V. Il est clair que ceux qui ont rédigé des règles pour les moines n’ont point parlé des femmes. En établissant leurs statuts, ils entendaient bien que ces règles ne pouvaient en aucune façon leur convenir ; ils ont eux-mêmes reconnu qu’il ne fallait pas imposer au taureau le même joug qu’à la génisse, et soumettre à des travaux égaux ceux auxquels la nature a donné des forces inégales. Saint Benoît, par exemple, n’a point oublié cette distinction. Rempli, pour ainsi dire, de l’esprit de tous les justes, il tient compte dans ses règles des personnes et des temps, et ordonne chaque chose en telle sorte que rien, comme il le pose lui-même en conclusion quelque part, ne se fasse qu’avec mesure.

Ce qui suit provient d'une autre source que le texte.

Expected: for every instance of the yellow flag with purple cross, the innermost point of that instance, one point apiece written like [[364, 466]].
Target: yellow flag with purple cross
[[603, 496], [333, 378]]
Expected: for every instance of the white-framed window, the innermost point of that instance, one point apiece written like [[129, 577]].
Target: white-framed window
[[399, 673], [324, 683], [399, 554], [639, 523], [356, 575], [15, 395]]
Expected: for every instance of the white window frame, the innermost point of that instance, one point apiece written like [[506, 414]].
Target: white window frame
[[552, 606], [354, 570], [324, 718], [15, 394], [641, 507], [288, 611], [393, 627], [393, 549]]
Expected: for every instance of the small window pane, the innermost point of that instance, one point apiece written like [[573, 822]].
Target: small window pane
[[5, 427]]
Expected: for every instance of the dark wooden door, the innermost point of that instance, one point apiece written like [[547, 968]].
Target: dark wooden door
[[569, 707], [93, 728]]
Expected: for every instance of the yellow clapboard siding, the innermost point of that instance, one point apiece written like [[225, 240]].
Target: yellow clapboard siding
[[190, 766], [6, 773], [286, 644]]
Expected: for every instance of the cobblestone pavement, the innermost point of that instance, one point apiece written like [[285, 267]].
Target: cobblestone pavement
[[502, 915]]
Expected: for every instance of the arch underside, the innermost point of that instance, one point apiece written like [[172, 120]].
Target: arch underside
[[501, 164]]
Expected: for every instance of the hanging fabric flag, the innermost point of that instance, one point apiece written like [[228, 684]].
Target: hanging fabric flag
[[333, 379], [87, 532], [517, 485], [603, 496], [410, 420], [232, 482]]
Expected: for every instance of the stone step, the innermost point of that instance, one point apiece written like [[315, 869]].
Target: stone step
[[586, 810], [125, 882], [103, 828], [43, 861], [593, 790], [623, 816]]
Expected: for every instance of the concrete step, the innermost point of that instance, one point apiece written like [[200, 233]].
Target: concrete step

Commençant par l’abbé, il lui recommande de veiller à ses moines, de façon à se mettre en accord et en harmonie avec tous, suivant le caractère et l’intelligence de chacun, afin que son troupeau ne dépérisse pas entre ses mains, et qu’il ait la satisfaction de le voir s’accroître. Il lui recommande aussi de ne jamais perdre le sentiment de sa propre fragilité et de se souvenir qu’il ne faut pas fouler aux pieds le roseau qui chancelle. Il veut aussi qu’il fasse acception des circonstances, et se rappelle le sage raisonnement du saint homme Jacob : « Si je fatigue mes troupeaux en les faisant trop marcher, ils mourront tous en un seul jour. » Enfin, il l’engage à prendre pour bases ces conseils et les autres principes de la prudence, mère des vertus, et à tout mesurer de façon à exciter les forts, en même temps qu’à ne pas décourager les faibles.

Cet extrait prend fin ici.